Et c’est peut-être là le véritable exploit d’Hugo Benamozig et David Caviglioli : être parvenus à exister au-delà d’un projet aux allures de véhicule pensé pour leur acteur. Ce qui n’aurait pu être qu’un long, épuisant et surtout répétitif one-man show se voit ainsi traduit en une comédie techniquement solide, à la mise en scène travaillée, s’inscrivant comme une véritable avancée, plus directe et plus assumée, de tout ce que les deux auteurs avaient entrepris sur leur déjà charmant (malgré quelques longueurs) Terrible Jungle. On rêvera ainsi pour la suite que le succès de Sentinelle leur permettra d’atteindre une notoriété aussi importante que leur acteur, afin de reprendre pleinement possession de leurs moyens et de leurs belles idées pour délivrer un projet qui leur ressemblerait enfin totalement, permettant également au passage à Jonathan Cohen de jouer sur d’autres notes, sans arriver à épuiser et à s’approcher aussi dangereusement de la redite.

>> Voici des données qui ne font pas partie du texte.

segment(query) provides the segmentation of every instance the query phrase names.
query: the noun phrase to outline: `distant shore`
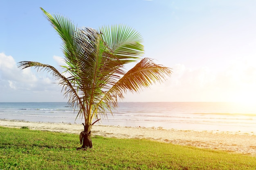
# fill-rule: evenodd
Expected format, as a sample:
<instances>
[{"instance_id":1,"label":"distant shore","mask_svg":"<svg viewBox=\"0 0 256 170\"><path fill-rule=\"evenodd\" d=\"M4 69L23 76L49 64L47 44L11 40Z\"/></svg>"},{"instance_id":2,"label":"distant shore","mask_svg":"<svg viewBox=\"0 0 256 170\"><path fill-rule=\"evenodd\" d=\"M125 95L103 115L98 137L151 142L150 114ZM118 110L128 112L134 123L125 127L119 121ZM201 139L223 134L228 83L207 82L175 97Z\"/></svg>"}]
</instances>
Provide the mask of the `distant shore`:
<instances>
[{"instance_id":1,"label":"distant shore","mask_svg":"<svg viewBox=\"0 0 256 170\"><path fill-rule=\"evenodd\" d=\"M80 124L27 122L0 119L0 126L79 134ZM162 128L130 127L94 125L92 135L117 138L146 139L181 145L222 150L256 155L256 135L219 131L165 130ZM78 139L78 140L79 140Z\"/></svg>"}]
</instances>

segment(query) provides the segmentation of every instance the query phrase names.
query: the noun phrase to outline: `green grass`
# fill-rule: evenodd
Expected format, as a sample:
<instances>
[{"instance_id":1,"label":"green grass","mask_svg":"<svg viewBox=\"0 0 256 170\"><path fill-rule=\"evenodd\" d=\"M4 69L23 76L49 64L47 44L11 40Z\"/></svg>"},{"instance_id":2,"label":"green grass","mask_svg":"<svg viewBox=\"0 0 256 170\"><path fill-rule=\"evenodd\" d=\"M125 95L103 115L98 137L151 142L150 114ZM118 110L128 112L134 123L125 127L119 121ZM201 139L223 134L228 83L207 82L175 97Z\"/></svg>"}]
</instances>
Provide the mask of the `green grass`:
<instances>
[{"instance_id":1,"label":"green grass","mask_svg":"<svg viewBox=\"0 0 256 170\"><path fill-rule=\"evenodd\" d=\"M94 136L76 150L78 134L0 127L0 169L256 170L256 157L147 140Z\"/></svg>"}]
</instances>

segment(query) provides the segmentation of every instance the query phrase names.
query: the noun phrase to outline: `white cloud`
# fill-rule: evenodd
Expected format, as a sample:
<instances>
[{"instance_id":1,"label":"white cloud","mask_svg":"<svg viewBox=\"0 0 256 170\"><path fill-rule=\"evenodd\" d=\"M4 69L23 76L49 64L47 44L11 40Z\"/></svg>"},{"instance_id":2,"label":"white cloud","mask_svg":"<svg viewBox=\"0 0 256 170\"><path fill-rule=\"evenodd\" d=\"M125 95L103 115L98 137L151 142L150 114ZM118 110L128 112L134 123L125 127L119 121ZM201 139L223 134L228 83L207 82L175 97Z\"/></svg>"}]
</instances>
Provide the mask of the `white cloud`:
<instances>
[{"instance_id":1,"label":"white cloud","mask_svg":"<svg viewBox=\"0 0 256 170\"><path fill-rule=\"evenodd\" d=\"M56 81L49 73L20 70L12 56L3 53L0 65L0 102L63 101L61 87L52 83Z\"/></svg>"},{"instance_id":2,"label":"white cloud","mask_svg":"<svg viewBox=\"0 0 256 170\"><path fill-rule=\"evenodd\" d=\"M176 64L167 81L138 94L128 93L124 101L256 102L254 63L249 58L237 59L221 70Z\"/></svg>"}]
</instances>

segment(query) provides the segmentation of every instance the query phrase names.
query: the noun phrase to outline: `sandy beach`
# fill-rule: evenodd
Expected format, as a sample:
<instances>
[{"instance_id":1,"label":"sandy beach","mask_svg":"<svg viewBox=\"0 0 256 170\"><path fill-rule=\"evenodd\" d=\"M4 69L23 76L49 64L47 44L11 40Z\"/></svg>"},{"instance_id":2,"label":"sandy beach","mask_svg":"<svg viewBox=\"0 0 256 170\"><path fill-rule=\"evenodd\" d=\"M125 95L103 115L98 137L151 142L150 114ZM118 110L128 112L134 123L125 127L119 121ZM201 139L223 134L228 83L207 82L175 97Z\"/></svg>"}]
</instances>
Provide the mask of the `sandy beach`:
<instances>
[{"instance_id":1,"label":"sandy beach","mask_svg":"<svg viewBox=\"0 0 256 170\"><path fill-rule=\"evenodd\" d=\"M0 119L0 126L47 130L79 134L83 131L82 125L66 123L27 122ZM93 135L117 138L146 139L175 144L223 150L244 154L256 155L256 135L220 131L195 131L161 127L131 127L94 125Z\"/></svg>"}]
</instances>

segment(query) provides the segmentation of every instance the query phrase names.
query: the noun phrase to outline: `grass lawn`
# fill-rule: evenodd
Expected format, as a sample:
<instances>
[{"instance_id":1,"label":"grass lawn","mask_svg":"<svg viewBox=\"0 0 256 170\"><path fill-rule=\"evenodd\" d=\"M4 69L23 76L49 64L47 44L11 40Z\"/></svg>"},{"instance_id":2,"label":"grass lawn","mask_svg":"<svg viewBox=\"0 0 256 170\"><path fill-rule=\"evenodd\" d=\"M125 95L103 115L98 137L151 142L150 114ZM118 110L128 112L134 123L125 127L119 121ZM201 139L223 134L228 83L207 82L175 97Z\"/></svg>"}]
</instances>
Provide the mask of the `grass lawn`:
<instances>
[{"instance_id":1,"label":"grass lawn","mask_svg":"<svg viewBox=\"0 0 256 170\"><path fill-rule=\"evenodd\" d=\"M0 127L0 169L256 170L256 157L146 139L94 136Z\"/></svg>"}]
</instances>

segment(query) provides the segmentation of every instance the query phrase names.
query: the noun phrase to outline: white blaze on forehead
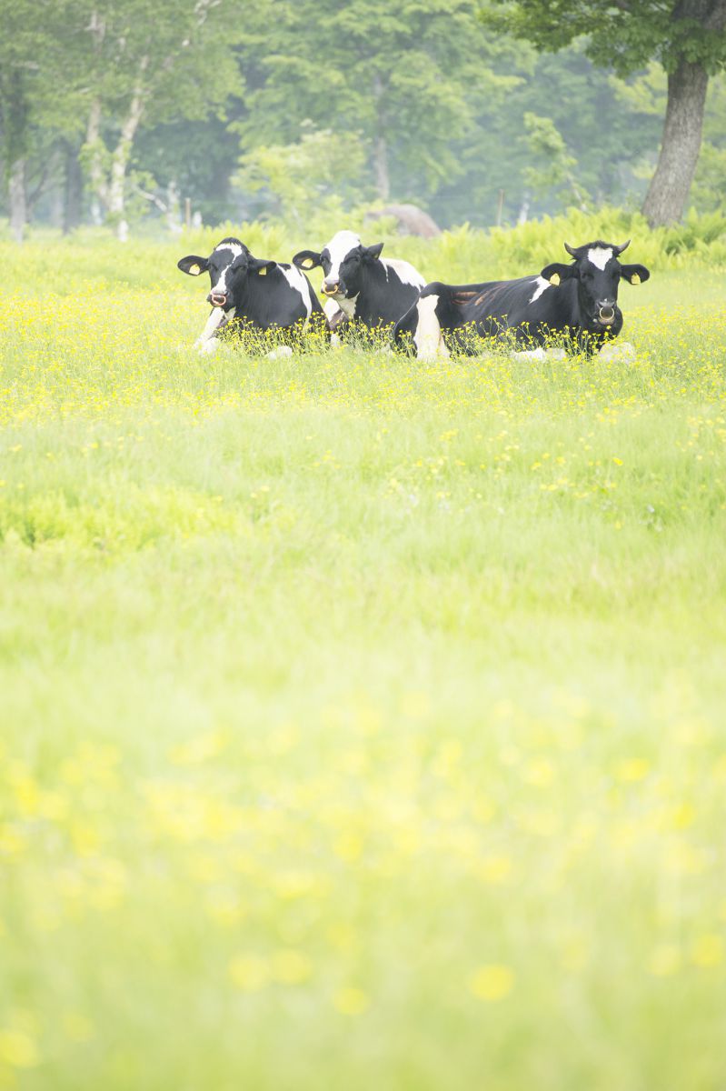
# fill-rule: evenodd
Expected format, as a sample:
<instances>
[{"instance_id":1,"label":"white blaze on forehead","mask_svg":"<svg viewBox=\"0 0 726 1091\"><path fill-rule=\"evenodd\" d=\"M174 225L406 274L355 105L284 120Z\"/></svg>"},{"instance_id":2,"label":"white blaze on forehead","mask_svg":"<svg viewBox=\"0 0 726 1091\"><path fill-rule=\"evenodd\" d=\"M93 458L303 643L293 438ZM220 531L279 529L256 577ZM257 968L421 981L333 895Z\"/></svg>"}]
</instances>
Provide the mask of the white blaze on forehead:
<instances>
[{"instance_id":1,"label":"white blaze on forehead","mask_svg":"<svg viewBox=\"0 0 726 1091\"><path fill-rule=\"evenodd\" d=\"M302 298L303 307L307 312L306 317L310 317L313 310L313 304L310 298L310 291L307 290L307 280L305 276L300 272L297 265L291 265L289 268L283 268L282 265L278 265L278 268L285 279L288 281L291 288L300 292Z\"/></svg>"},{"instance_id":2,"label":"white blaze on forehead","mask_svg":"<svg viewBox=\"0 0 726 1091\"><path fill-rule=\"evenodd\" d=\"M326 280L336 281L340 278L340 266L351 250L361 245L360 235L355 231L338 231L334 235L324 250L330 255L330 272L325 277Z\"/></svg>"},{"instance_id":3,"label":"white blaze on forehead","mask_svg":"<svg viewBox=\"0 0 726 1091\"><path fill-rule=\"evenodd\" d=\"M545 280L545 278L543 276L535 276L535 278L532 281L532 284L535 284L536 288L534 289L534 295L530 299L530 303L534 303L535 300L537 300L540 298L540 296L544 291L547 290L547 288L552 288L553 287L553 285L549 283L549 280Z\"/></svg>"},{"instance_id":4,"label":"white blaze on forehead","mask_svg":"<svg viewBox=\"0 0 726 1091\"><path fill-rule=\"evenodd\" d=\"M217 284L213 286L211 291L214 292L214 295L216 296L227 295L227 274L229 273L230 265L232 264L234 259L239 257L242 252L243 252L242 247L238 242L220 242L218 247L215 247L215 249L211 252L213 257L215 254L220 254L220 255L223 254L226 257L229 254L229 257L227 259L227 264L219 274L219 279L217 280Z\"/></svg>"},{"instance_id":5,"label":"white blaze on forehead","mask_svg":"<svg viewBox=\"0 0 726 1091\"><path fill-rule=\"evenodd\" d=\"M591 247L588 251L588 261L592 262L598 269L604 269L612 256L612 247Z\"/></svg>"},{"instance_id":6,"label":"white blaze on forehead","mask_svg":"<svg viewBox=\"0 0 726 1091\"><path fill-rule=\"evenodd\" d=\"M441 327L436 317L438 296L426 296L416 303L419 321L413 334L419 360L435 360L437 356L450 356L441 337Z\"/></svg>"},{"instance_id":7,"label":"white blaze on forehead","mask_svg":"<svg viewBox=\"0 0 726 1091\"><path fill-rule=\"evenodd\" d=\"M197 348L202 348L203 345L211 340L217 335L218 327L225 322L231 322L234 317L234 308L232 308L228 314L225 314L221 307L215 307L214 311L206 321L205 327L194 343Z\"/></svg>"},{"instance_id":8,"label":"white blaze on forehead","mask_svg":"<svg viewBox=\"0 0 726 1091\"><path fill-rule=\"evenodd\" d=\"M410 284L414 288L425 288L426 281L410 262L401 261L398 257L382 257L380 264L386 269L386 279L388 279L388 271L392 269L401 284Z\"/></svg>"}]
</instances>

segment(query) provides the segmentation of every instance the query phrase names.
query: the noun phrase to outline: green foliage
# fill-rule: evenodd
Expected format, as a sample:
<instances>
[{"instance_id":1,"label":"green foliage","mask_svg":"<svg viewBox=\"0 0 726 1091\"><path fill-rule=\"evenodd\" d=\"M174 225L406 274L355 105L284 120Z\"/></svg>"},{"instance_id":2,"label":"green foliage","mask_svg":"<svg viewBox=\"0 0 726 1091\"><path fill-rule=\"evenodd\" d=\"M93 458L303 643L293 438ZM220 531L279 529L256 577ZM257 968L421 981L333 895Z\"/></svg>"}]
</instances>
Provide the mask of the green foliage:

Sentinelle est disponible sur Prime Video.
Avis
Sentinelle n'aurait pu être qu'un épuisant one-man show si ses deux réalisateurs n'épousaient pas avec autant d'amour et de savoir-faire les atours de leur acteur ici en pleine possession de ses moyens. Même si ce dernier s'avère incarner à la fois la force et la limite de cette comédie dont la forme s'avère parfois plus hilarante que le fond, expédié et sacrifié à la gloire de Jonathan Cohen, il en reste cependant une comédie hilarante, menée sans temps mort et loin d'être dénuée de savoir-faire et d'idées.